Os agradezco, de verdad, vuestros comentarios, varios de ellos –según observo- escritos pasada ya la una de la madrugada, anteponiendo vuestro compromiso con el blog al sueño.
Gracias a Josemari una vez más también que ha ilustrado mi relato con esas oportunas fotografías, tan evocadoras y emotivas.
Un abrazo
Santos, todos teníamos una tía Genoveva en casa en aquellos años de ayuda extra familiar. En mi caso el desconocimiento era doble pues mi madre tampoco sano muy bien lo que era un albornoz y tuvimos que acudir a entendidos de la familia. El segundo problema era dónde conseguir el albornoz. Tengo idea que nos orientó mi primo Secundino Corral Heredia, quien trabajaba ( y trabajó toda su vida hasta su jubilación) en Almacenes La Sirena, comercio de toda la vida de Gijón, al menos de la mía, de telas.
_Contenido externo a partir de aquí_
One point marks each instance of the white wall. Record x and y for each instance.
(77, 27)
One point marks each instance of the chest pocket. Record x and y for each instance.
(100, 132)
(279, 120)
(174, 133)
Lógicamente nos explicó en que consistía la prenda y lo que era más importante, su funcionalidad. Al día siguiente nos fuimos mi madre y yo a Almacenes El Cometa, única tienda donde nos podíamos hacer con la prenda, elección de color y talla. Realmente no resultaba barata pero sí más barata que un batín, lo que no hubiera quedado bien verme en la piscina o las duchas con batín porque debería completarlo con pantuflas y yo no estaba dispuesto a parecer el mayordomo del pasillo de las camarillas.
Con el tiempo, el albornoz resultó tan práctico que mi padre y mi madre con grandes esfuerzos fueron comprando a mis hermanos albornoces. No se golpe, claro, porque hacer una inversión de tal calibre para los hermanos pequeños que yo dejaba en casa hubiera supuesto renunciar a muchas cosas, muchas más de las que os podéis imaginar con 14 hijos. Mis hijos fueron usuarios también de albornoces pero no apreciaron nunca lo que esa prenda representaba para los que habíamos sido ignorantes en ésto y otras cosas màs.
!!!!SANTOS, NO ME OBLIGUES A DECIR UN IMPROPERIO Y QUE TE EDITEN EL LIBRO PROMETIDO, POR FAVOR!!!
Soy Francisco Valero y el que sale en la primera foto en medio no soy yo. El padre Jose Antonio estuvo durante algunos años en Torrelavega en la parroquia de ntra sra de Covadonga y Giraldo era de Torrelavega y ahorra creo que vive en Puerto Maldonado en Peru. Que Dios os bendiga a todos.